Sunday, July 25, 2010

Learned Helplessness or FORCED Helplessness

"The legacy of Democrats and Republicans approaches: Libertarianism by bankruptcy." – Nick Nuessle

This is my 5th growing season on the farm (for those new here, I bought a small family farm 4 years ago as part mid-life-crisis-always-wanted-to-do-it and part I-don't-really-know-how-to-do-anything-of-value-outside-of-working-in-the-securities-markets). I really can't explain how much On The Job training I have picked up... but, A LOT.

If you have been reading my stuff for a while you know that one of the metrics I follow to understand the factual condition of the U.S. economy is the number of people receiving food assistance from the government. As I continued on this bent I also found that the correlation between food assistance and housing assistance is very, very high. Somewhere over 60% of SNAP recipients (what was formerly called Food Stamps) receive housing assistance (live in subsidized housing, otherwise known as housing projects).

Stay with me... I belong to a "Farmers Co-op", a place where small guys can rent - essentially share - equipment (as well as get a great deal of data... what dates to plant what, how to preserve food, how to make cheese, how to care for livestock...).

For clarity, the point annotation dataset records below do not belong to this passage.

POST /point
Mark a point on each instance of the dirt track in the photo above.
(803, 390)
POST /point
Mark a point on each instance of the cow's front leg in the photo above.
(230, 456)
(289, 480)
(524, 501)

Every time that I drive our garbage into town I pass a large public housing project. What struck me about these projects was the number of kitchen gardens behind the structures. "Wow!" I thought. I have lived in New York and Miami and never had I seen a garden anywhere on the grounds of a public housing project (though they had the space). Since these folks have already taken this much initiative... why couldn't they have a barn for dairy animals and a coop for chickens? The "city" of Lebanon, TN has an "inmate's garden" - so they have the equipment - and plenty of land... why not make more space available for growing feed corn... why not bale up the hay that the town cuts along the roads... and make this available to these folks?

Isn't there a shot that by doing so some of these folks will learn how to make money as well as feed themselves? If a nearly 50 year old guy like me can raise as much food as I do part time, why wouldn't these younger families be able to, and benefit from, these efforts?

Well, I pointed this out to the county, the city, and the state... and so far, no go. Could it be that Government, ESPECIALLY the Left, does not WANT these folks to find their way? If they did, and became money-making-tax-paying-contributing-members-of-society, maybe they wouldn't vote for the Left?

‎"I am for doing good to the poor, but I differ in opinion of the means. I think the best way of doing good to the poor, is not making them easy in poverty, but leading or driving them out of it." -- Benjamin Franklin

There is a better way.


8 comments:

Dextred1 said...

“TN has an "inmate's garden"

I had a criminal justice class a couple of yrs ago and the only thing I remember from that class is that most of the prison farms, manufacturing in prison, etc... Were outlawed because local unions and companies did not like the idea of competing with prison industry and agriculture. So they starting saying things like it is inhumane to force them to work, or that is slavery, etc.... So now we have prisons that could never be called self-sufficient and are a drag on society. Plus working is good for men. It builds character, persistence, judgment and many other virtues. Now these mostly young men get out and have no skills whatsoever and if they have a felony conviction, they will never get a good job. Sad.

A Quaker in a Strange Land said...

WHen I get back I will endeavor to take a photo of the inmate garden - it is truly a work of beauty and a thing to behold.

Why couldn't there just as easily be a "Project's: garden; dairy; poultry & egg biz...?

Dextred1 said...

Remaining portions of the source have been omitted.